14. The pharmaceutical composition according to claim 13, wherein the coating agent is a film coating material, an enteric coating material, or a gastric coating material.

15. A pharmaceutical composition according to claim 13, wherein the tablet is coated and the weight of the coating layer is 2-10% of the weight of the core.

16. The pharmaceutical composition according to claim 1, wherein the amount of tofacitinib citrate contained in each tablet is 2-15 mg calculated as tofacitinib.

17. A process for preparing a pharmaceutical composition according to any one of claims 1 to 16, comprising the steps of:

18. Use of a pharmaceutical composition according to any one of claims 1 to 16 for the manufacture of a medicament for the treatment of adult patients with moderate to severe active rheumatoid arthritis who are not responding or tolerant to methotrexate treatment.

19. Use of a pharmaceutical composition according to any one of claims 1 to 16 in the manufacture of a medicament for the treatment or prevention of a disease selected from the group consisting of: organ transplantation, xenotransplantation, lupus, multiple sclerosis, rheumatoid arthritis, psoriasis, type I diabetes and diabetic complications, cancer, asthma, atopic dermatitis, autoimmune thyroid disorders, ulcerative colitis, ankylosing spondylitis, juvenile idiopathic arthritis, crohn's disease, psoriatic arthritis, alzheimer's disease and leukemia.

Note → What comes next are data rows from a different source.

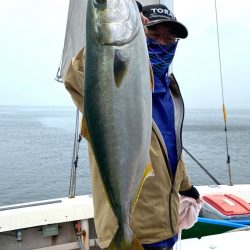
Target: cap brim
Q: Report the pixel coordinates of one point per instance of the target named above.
(179, 29)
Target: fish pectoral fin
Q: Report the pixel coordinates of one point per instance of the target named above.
(148, 171)
(125, 240)
(120, 65)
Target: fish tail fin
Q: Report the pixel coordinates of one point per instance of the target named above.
(124, 239)
(148, 171)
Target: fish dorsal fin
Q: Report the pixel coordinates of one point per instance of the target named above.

20. A method for quality control of a pharmaceutical composition according to any one of claims 1 to 16, wherein the lubricant is stearic acid or a salt thereof, and the quality control method comprises the steps of detecting isomer impurities in the pharmaceutical composition of tofacitinib citrate; the isomer impurities are determined by normal phase high performance liquid chromatography.